Krawalle überschatten Nordderby

Auf dem Anmarsch zum Stadion, abgesichert von rund 1000 Polizisten, ging es nicht ohne einen Einsatz von Wasserwerfern ab, nachdem Polizeibeamte von HSV-Sympathisanten attackiert worden waren. Der HSV-Vorstandsvorsitzende Bernd Hoffmann allerdings wurde kurz nach seinem Eintreffen mit Bier begossen. Nach dem Spiel attackierten ein paar HSV-Fans die St. Pauli-Kneipe "Jolly Roger", es kam zu vereinzelten Schlägereien und Festnahmen. Auch am Paulinenplatz kamen sich Anhänger beider Teams in die Haare, die Polizei rückte mit Wasserwerfern an.

Die Auseinandersetzungen hielten auch lange nach dem Schlusspfiff noch an. Rund um die Reeperbahn gab es immer wieder Schlägereien, die Polizei sprach von einer unübersichtlichen Lage. Die Anzahl der verletzten Personen war zunächst noch unklar.

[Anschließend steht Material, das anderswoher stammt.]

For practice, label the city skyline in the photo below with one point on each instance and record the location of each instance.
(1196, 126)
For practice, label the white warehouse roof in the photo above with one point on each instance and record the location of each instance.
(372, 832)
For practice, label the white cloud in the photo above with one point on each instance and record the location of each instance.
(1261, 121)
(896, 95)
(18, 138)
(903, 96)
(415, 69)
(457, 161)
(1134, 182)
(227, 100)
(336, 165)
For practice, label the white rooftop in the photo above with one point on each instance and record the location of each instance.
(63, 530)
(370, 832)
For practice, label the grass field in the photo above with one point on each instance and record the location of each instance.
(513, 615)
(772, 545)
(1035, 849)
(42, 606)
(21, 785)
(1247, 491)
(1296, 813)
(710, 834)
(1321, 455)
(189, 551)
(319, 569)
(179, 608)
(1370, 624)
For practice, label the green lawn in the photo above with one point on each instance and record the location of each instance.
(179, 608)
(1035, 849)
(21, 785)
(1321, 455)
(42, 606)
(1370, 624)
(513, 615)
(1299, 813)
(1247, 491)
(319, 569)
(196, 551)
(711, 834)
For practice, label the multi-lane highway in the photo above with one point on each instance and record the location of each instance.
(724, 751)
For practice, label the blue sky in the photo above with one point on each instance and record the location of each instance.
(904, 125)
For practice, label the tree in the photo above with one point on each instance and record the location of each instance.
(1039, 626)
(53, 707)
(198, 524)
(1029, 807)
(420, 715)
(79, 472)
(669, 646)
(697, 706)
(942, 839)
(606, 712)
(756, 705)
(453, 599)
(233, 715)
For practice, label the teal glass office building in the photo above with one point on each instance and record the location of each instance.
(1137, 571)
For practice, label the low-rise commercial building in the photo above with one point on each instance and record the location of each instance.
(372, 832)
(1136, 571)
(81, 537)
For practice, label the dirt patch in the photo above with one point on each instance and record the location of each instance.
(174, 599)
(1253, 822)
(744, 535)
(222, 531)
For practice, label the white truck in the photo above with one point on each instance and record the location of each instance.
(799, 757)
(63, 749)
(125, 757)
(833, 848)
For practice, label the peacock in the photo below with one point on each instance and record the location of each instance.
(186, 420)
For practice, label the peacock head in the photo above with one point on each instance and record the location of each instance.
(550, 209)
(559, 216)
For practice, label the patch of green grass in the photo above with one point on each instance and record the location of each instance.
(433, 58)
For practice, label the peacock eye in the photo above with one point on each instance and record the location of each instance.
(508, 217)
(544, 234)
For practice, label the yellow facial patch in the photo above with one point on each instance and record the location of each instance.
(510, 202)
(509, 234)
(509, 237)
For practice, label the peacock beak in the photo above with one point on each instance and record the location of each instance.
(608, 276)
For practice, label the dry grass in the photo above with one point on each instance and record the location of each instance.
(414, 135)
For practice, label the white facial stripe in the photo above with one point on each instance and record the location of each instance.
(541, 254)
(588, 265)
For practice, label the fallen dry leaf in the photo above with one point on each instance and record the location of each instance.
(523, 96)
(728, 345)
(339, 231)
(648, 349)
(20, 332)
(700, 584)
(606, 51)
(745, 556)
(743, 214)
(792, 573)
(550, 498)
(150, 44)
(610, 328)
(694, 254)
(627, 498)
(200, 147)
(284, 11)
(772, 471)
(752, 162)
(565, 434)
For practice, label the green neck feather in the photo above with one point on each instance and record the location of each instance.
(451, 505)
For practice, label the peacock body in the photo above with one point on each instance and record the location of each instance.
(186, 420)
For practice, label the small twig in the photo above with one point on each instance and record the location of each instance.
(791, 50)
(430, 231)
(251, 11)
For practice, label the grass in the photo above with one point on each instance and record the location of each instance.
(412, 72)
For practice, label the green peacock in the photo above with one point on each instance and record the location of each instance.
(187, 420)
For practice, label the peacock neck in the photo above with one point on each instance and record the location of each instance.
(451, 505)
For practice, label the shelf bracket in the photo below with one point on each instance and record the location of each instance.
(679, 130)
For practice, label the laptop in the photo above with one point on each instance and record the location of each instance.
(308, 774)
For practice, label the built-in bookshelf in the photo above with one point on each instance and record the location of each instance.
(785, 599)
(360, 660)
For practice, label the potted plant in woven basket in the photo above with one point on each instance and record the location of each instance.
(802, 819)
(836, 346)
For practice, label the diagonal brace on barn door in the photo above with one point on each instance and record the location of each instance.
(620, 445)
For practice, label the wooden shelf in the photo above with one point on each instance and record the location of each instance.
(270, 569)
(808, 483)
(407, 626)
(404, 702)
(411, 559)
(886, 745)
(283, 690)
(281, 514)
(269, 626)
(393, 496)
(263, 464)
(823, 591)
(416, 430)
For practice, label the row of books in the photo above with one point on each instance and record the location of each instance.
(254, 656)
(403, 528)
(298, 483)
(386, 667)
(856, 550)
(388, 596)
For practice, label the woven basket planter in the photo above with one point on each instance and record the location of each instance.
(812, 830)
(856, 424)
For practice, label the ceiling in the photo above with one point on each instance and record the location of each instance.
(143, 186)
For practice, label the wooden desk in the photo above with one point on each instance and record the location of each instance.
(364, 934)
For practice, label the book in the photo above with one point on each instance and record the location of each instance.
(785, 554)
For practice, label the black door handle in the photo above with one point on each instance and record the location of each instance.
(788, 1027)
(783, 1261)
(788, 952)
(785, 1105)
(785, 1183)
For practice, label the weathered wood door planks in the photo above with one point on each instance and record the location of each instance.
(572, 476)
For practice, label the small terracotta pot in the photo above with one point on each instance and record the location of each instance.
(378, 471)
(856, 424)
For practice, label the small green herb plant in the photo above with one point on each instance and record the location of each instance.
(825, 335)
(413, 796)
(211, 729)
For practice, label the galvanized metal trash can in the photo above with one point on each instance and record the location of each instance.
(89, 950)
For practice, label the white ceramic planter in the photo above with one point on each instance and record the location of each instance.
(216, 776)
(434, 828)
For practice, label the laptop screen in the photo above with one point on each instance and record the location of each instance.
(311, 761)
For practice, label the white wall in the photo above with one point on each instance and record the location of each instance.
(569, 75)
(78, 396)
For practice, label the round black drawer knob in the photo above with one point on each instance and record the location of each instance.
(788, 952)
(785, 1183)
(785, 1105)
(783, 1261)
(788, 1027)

Da nur 2100 Gästefans am Millerntor live dabei sein konnte, verfolgten viele Anhänger der «Rothosen» die Partie auf einer Großbildleinwand in der HSV-Arena. Selbst dort waren aber auch circa 80 Fans des FC St. Pauli präsent, die für die Partie in "ihrer" Arena keine Tickets erhalten hatten. Insgesamt waren 25.291 Zuschauer in der Imtech-Arena, die für einen stimmungsgeladenen aber friedlichen Nachmittag sorgten.

Die Statistik

St. Pauli: 26 Kessler - 24 Rothenbach, 5 Zambrano, 16 Thorandt, 6 Oczipka - 20 Lehmann, 17 Boll - 8 Bruns (ab 67. Bartels), 7 Hennings (ab 73. Asamoah), 23 Naki (ab 84. Kruse) - 9 Ebbers. - Trainer: Stanislawski

Hamburg: 1 Rost - 25 Rincon, 4 Westermann, 5 Mathijsen, 7 Jansen - 14 Jarolim (ab 79. Trochowski), 8 Ze Roberto - 21 Pitroipa, 9 Guerrero (ab 62. Petric), 11 Elia (ab 79. Choupo-Moting) - 22 van Nistelrooy. - Trainer: Veh

Schiedsrichter : Florian Meyer (Burgdorf)

Zuschauer : 23.794 (ausverkauft)

Tore : 1:0 Boll (77.) , 1:1 Petric (88.)